Saber relativo

Josué nasceu na zona rural do interior de Pernambuco. Seus pais eram humildes lavradores, rejeitados pela fartura e obsequiados pela miséria. Juntamente com os filhos, enfrentaram a seca e o sol escaldante do sertão na luta pela sobrevivência.

Os filhos do casal, uma menina de quatro anos, e Josué, próximo dos quinze, dividiam com os pais uma choupana coberta com telhas de zinco onduladas. O telhado metálico aumentava o calor de trinta e dois graus Celsius, média da temperatura local.

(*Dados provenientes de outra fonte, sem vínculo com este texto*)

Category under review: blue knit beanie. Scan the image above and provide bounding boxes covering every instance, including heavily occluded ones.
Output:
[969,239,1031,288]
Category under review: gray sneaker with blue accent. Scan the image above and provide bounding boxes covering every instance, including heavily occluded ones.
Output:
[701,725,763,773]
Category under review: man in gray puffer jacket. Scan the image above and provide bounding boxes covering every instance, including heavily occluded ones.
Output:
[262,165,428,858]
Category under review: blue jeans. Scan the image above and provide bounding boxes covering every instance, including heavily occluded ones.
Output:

A modesta casa consistia de sala, quarto e cozinha. As paredes eram construídas de varas trançadas e rebocadas com barro vermelho-escuro. As frestas causadas pela deterioração do material argiloso abrigavam insetos hemípteros hematófagos, o “barbeiro”, protozoário causador da doença de Chagas.

Os pais – e as crianças menos ainda – não se davam conta do perigo e até se divertiam com a picada dos “bichinhos” que lhes sugavam o sangue dos cotovelos, propositadamente colocados nas fendas infestadas pelos nocivos vetores.

No quarto, um pequeno oratório guardava a imagem do “Padim Ciço”, a quem o casal se apegava nas horas mais difíceis da vida. Na sua ingenuidade, criam nos poderes do “santo”, que muito raramente recebia uma vela acesa em agradecimento por alguma graça alcançada.

Josué completara quinze anos. A madrinha, Dona Alice, o visitara para parabenizá-lo pelo significativo acontecimento. Como presente de aniversário, oferecera a casa na cidade onde ele poderia estudar e no futuro desfrutar de vida confortável.

Sem esperar a renovação do convite, o garoto transferiu-se para a casa dos padrinhos e iniciou os estudos. Com o tempo, já escrevia com desenvoltura e lia de “carreirinha” os versos impressos em folhetos da literatura de cordel, grande paixão de seu Joaquim.

Josué diplomou-se em contabilidade.

Não equipou o escritório com computadores, pois não acreditava na eficiência dessas máquinas. Preferia registrar os fatos contábeis manualmente, em grandes livros de capas pretas, um trabalho ingente que ele o preferia ao uso da informática.

Decorridos alguns anos, já cansado do trabalho estressante, Josué resolveu tirar férias, gozadas em belíssimas praias do litoral pernambucano. Utilizou a casa de veraneio cedida por um cliente. Passou ali trinta dias de tranquilidade e repouso, findo os quais retornou à labuta diária, rotineira e exaustiva.

Os empregados aproveitaram o ensejo e prepararam uma surpresa para Josué, patrocinada por antigos clientes. Resolveram fazer uma pequena reforma no prédio do escritório. Trocaram pisos, fecharam janelas, abriram novas portas, clarearam o ambiente, pintaram paredes em cores suaves.

Terminado o trabalho, ofereceram a Josué uma singela recepção, envolta em sigilo para aumentar a surpresa.

O velho contador retornou, finalmente, de seu merecido descanso; o primeiro de sua vida. Ao transpor a porta principal do escritório, foi recebido com estardalhaço:

– Surpresa!

A surpresa, porém, não foi recebida com o entusiasmo esperado.

Josué olhava de um canto para outro da sala, assombrado.

– Gostou? – perguntaram a um só tempo.

Josué continuava atônito.

– Gostou? – os presentes renovaram a pergunta.

– Sinceramente, não!

– Mas, por que não gostou? – perguntou alguém, refletindo a tristeza do ambiente.

– À minha esquerda, havia uma janela – disse, decepcionado pela ausência do que procurava. – Sempre tive dificuldades para entender o conceito de débito e crédito; a janela foi a solução encontrada para efetuar os lançamentos corretamente. O débito ficava do lado da janela. E agora, como farei?